Well Apple please don't do that stupid fake "flash mob"  featured on YouTube because if you noticed in frame 2:15 mark you will noticed the store being shoplifted.  It is being laughed at by most Mac users and others who see right through this attempt to try to be hip. I sure Apple you don't even think about doing something like this because it feels very lame!


----------



## ora (Nov 19, 2009)

Brilliant bit of unsubtle shoplifting!


----------



## bbloke (Nov 21, 2009)

Microsoft: We just don't get it&#8482;

As for the shoplifting, that would not be the smartest thing to do when the routine was being filmed!  Looking at it again, is it clear the girl picked up something valuable before shoving it in her handbag, or could she have just been carrying a flyer or magazine and then put it away (it looks like they enter at 1:55-ish)?

It's also funny how relatively few people are really paying attention during the dancing...


----------



## ElDiabloConCaca (Nov 21, 2009)

It looks like some kind of pamphlet or brochure, like bbloke said.

I'm trying to think what Windows product is shaped like a magazine, obviously made solely of paper, is floppy, and that's worth anything.  Software would be in a box and would be rigid.  Hardware would, too.

I think she was just carrying around a brochure or pamphlet, decided to get in on the dancing, and needed to free up a hand for that silly clapping.  So she shoved said brochure in her purse.

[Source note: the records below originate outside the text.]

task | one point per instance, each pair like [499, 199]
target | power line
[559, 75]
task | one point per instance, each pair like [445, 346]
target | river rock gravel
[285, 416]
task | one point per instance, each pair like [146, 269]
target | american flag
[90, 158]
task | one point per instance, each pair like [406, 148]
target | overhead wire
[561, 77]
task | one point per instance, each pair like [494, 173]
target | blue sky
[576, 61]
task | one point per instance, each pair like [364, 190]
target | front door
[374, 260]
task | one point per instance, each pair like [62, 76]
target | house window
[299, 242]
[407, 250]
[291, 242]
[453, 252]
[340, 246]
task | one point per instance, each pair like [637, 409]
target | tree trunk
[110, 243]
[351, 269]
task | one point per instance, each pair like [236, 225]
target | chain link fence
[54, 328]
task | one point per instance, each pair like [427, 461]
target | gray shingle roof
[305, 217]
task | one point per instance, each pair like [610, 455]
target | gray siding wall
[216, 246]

I didn't see any shoplifting.


----------



## Satcomer (Nov 23, 2009)

Well if you watch it in slow motion she comes in and starts dancing with them. Then she dances over to the stand and when every employees turns around she picks of something that looks like what is in the stand and stuffs it in her purse.  It looks very suspicious to me.


----------



## ElDiabloConCaca (Nov 23, 2009)

Whatever it is, it couldn't be worth much -- it's definitely a pamphlet (or something made of paper -- it "flops" around in the movie), and I've never heard of those selling for much.

I'm under the impression that it was a sales slip or tech sheet, freely available for some product in the store.


----------



## lbj (Nov 23, 2009)

But enough with the potential shoplifting...

That is singly the lamest attempt I have EVER seen by any company to promote itself.  I don't know which is worse: that employees were most likely coerced to participate, that some of the employees actually enjoyed themselves, that "innocent" consumers were caught in the crossfire, that the whole GD thing went on as long as it did!

Lame.LAME.


----------



## Satcomer (Nov 24, 2009)

One other thing is do you notice how empty the store is? I can't remember the time I could go into an Apple Store without moving one meter without bumping into someone. The place seems always crowded!


----------



## Tommo (Nov 25, 2009)

I agree Satcomer, the trouble is in my local store most people are not buying anything, they're just getting their regular Facebook and Twitter fix as they seem to be unable to make it through a short shopping trip without it.


----------